Senin, 18 April 2016

‘’Tempeh’’, what makes this traditional Indonesian cuisine that highly value at foreign market?

For most readers out there who aren’t Indonesian or never been at Indonesia, ‘’Tempeh’’  is a traditional soy product originating from Indonesia. It is made by a natural culturing and controlled fermentation process that binds soy beans into cake form.

(source : google)

You might think “ why do you think this soy base product food have a highly value at foreign market ?’’. Well, to be honest, I kindly shock with the price first. FYI, at Indonesia market you can buy this cuisine for IDR 2000 – IDR 5000 per slice piece, but if you travel to Europe Countries, some website mention that ‘’Tempeh’’ is worth for almost 2 Euro per slice piece or about IDR 30.000, shocking isn’t it? ;))
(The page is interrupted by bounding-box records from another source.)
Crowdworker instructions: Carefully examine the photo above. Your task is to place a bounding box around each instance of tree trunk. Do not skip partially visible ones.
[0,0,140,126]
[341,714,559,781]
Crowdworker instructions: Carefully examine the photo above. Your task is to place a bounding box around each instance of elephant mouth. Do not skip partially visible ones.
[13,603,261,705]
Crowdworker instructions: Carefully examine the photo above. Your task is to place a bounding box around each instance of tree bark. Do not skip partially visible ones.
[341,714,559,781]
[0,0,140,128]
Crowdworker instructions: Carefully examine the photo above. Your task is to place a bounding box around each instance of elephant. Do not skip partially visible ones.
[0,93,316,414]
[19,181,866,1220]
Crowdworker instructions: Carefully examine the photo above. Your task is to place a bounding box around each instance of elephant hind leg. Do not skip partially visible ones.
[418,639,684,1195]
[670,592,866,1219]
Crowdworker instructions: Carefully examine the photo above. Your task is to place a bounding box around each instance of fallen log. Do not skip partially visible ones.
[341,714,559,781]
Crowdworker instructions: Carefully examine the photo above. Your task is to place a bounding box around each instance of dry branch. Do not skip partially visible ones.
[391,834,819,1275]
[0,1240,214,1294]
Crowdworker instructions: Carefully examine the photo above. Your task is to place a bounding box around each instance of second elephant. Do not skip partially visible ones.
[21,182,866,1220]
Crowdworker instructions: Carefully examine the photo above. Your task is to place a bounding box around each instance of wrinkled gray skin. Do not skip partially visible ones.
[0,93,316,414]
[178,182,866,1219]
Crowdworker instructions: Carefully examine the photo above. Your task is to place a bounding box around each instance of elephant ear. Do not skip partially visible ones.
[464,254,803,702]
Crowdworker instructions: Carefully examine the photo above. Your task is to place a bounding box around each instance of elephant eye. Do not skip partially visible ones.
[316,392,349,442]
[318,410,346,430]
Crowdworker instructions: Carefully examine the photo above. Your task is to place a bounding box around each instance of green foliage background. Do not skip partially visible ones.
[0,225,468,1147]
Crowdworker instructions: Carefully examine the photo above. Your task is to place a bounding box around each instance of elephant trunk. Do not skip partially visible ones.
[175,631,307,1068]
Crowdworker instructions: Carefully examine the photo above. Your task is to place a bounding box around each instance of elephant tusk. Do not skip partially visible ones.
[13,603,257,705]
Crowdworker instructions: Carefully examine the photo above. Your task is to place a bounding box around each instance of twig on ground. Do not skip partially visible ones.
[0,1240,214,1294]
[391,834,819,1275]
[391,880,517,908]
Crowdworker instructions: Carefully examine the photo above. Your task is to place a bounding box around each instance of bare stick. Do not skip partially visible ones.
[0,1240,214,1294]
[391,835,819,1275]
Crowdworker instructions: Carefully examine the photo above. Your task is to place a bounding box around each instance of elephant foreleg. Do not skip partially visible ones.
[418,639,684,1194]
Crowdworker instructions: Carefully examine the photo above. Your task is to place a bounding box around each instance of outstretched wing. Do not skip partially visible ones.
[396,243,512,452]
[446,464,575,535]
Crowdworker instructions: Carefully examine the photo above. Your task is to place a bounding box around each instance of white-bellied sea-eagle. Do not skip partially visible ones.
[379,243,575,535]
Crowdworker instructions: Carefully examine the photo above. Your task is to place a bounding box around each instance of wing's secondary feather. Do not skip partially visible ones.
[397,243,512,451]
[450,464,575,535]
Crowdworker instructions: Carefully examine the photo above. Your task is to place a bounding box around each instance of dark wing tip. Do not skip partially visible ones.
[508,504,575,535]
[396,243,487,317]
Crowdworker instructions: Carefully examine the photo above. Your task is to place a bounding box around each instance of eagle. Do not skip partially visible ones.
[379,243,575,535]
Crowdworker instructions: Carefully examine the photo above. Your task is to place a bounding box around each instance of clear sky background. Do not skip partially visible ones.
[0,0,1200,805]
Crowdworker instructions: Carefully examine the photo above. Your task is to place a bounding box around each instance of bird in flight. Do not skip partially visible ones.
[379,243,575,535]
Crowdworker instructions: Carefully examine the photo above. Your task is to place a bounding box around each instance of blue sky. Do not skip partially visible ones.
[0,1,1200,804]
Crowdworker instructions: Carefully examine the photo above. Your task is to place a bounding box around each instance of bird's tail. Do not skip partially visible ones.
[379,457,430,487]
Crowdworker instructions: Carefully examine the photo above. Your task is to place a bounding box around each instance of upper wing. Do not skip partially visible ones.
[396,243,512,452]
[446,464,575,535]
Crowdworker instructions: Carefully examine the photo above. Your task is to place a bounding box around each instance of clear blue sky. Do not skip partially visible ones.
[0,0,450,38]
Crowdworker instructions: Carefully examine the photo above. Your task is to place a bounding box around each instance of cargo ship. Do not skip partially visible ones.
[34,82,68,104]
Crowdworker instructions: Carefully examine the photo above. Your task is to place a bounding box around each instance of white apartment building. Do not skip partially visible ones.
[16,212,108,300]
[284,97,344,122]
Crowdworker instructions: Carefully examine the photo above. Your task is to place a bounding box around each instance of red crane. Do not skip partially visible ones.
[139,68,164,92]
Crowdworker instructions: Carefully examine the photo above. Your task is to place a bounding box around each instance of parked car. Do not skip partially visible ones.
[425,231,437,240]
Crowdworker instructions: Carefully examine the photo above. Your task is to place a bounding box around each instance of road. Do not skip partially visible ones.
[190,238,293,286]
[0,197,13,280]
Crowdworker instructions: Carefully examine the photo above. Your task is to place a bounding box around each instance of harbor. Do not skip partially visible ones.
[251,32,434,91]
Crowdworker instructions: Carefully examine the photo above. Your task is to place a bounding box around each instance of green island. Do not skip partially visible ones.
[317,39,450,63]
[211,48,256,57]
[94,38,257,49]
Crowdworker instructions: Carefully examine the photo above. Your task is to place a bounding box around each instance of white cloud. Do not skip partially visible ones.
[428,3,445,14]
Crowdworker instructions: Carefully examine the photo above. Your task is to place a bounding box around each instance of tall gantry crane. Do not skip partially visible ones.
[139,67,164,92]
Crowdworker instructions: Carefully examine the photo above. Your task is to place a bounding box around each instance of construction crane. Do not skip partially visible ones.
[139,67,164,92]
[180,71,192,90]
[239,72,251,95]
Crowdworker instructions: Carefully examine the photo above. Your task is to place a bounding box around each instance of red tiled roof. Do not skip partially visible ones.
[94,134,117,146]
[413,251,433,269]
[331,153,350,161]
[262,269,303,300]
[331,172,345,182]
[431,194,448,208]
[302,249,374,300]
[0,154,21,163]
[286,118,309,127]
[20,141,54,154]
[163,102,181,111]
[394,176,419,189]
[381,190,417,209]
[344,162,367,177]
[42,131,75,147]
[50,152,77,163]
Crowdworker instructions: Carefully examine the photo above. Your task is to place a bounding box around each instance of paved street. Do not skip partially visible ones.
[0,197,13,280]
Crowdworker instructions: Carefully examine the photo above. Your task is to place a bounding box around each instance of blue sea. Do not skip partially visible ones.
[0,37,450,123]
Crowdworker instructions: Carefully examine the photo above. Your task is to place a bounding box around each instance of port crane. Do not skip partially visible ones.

And after that, you probably wonder “ what makes it highly value? ‘’.  Well, I think what’s make this cuisine so special is within its nutritional characteristics and textural qualities. Tempeh’s fermentation process and its retention of the whole bean give it a higher content of protein, dietary fiber, and vitamins. Whereas for textural qualities, It has a firm texture and an earthy flavor which becomes more pronounced as it ages.


(source : google)

‘’Tempeh’’  usually used worldwide in vegetarian cuisine, where it is used as a meat analogue because of its nutritional value. Not like Indonesian, I believe Europian has more vegetarian than Indonesian or  has more concern with balance diet. So it’s naturally we can accepted that ‘’Tempeh’’ has highly value a foreign market than its local market.